SOSP paper on DynamoDB mentions :

“Data is distributed across multiple servers using partitioning, and each partition is further replicated to provide availability. The technique for distributing (aka partitioning) is consistent hashing”.

If you see MongoDB’s online manual:

Sharding is a method to distribute data across multiple different servers. We achieve horizontal scalability through sharding”.

I really don’t see any difference in the implied meaning of these two statements from the literature on two different databases. Both are trying to distribute data to multiple machines and building a scale out database architecture.

Both these databases (and many other NoSQL databases) distribute the data across multiple different machines in a clustered deployment. It is pointless to talk about the strategy used for distributing.

The basic thing to understand is this. Let’s use the word partition for now.

I have a set of data items (records). Each record has a key. I can use this key topartition (distribute) these records into multiple different units. If we talk about Oracle RDBMS, table partitioning has been there for quite some time. Using the partition key, records of a table are sub-divided into 2 or more partitions. These partitions are still in the control of same DB Instance : share the same CPU, memory, I/O, storage resources with other peer partitions and also other non-partitioned tables.
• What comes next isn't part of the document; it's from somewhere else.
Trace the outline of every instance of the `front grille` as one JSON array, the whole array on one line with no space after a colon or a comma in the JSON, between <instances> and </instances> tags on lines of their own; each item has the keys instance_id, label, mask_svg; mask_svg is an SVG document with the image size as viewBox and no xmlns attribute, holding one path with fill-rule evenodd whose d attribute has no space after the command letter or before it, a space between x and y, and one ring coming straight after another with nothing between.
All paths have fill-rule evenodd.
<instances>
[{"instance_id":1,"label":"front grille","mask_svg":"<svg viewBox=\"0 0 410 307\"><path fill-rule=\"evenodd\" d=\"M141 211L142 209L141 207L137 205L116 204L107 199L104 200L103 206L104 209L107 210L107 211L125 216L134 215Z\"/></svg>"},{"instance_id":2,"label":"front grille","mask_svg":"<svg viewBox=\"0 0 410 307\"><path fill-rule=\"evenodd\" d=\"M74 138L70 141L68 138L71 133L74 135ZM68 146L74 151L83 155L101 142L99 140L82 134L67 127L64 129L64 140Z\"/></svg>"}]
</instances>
When a query comes, we first determine which partition does the query have its data on. The corresponding partition’s data is then processed to return the results of query. There is no need to touch other partitions.

Oracle supports Hash, Range, and List based partitioning. The purpose of these and many other distribution schemes is simple: given a key for a record, determine the destination partition that it will belong to.

Now let’s talk about sharding. Note that concept of partitioning explained in the context of Oracle had all the partitions under the supervision of same DB instance (hence same physical machine).

It turns out that partitioning across different physical machines/nodes is termed as sharding. Now each partition sits on an entirely different physical machine, and thus in a different schema and under the control of a separate database instance. This is what is done in MongoDB. The approaches to distribute data across multiple machines are hash and range.

Similarly this is what is also done in DynamoDB and Cassandra where the distribution technique is Consistent hashing.

This difference between sharding and partitioning is acceptable -

sharding is distribution or partition of data across multiple different machines whereas partitioning is distribution of data on the same machine”.

I would personally want to go with this difference although nothing really prevents from saying “sharding is partitioning across different machines”.

Both have to work with a distribution key. Now we can call it as “shard key” or “partition key”. It does not really matter. In fact MongoDB’s documentation uses both “partitioning” and “sharding” terms. DynamoDB and Cassandra only use “partitioning” term.

In Oracle RAC, we can partition the data across multiple instances. A table T when stored in a RAC environment can be hash partitioned (using the hash value of partition key) across the RAC nodes. The hash value will determine which node the key (and its record) will go to. Going by the definition of sharding, what we can do in RAC is kind of related to sharding but we call it as partitioning. Again an overlap.

There is one key difference. RAC is _not_ a shared nothing architecture. It is _not_ a shared everything architecture as well. It is shared disk architecture, and that is why I think sharding is not the right term to use here although the data is still getting distributed across different physical nodes.

This is the reason why sharding is related to shared nothing architecture where we distribute/partition data across multiple different nodes, and nodes do not share any type of resources. This is the key difference to understand.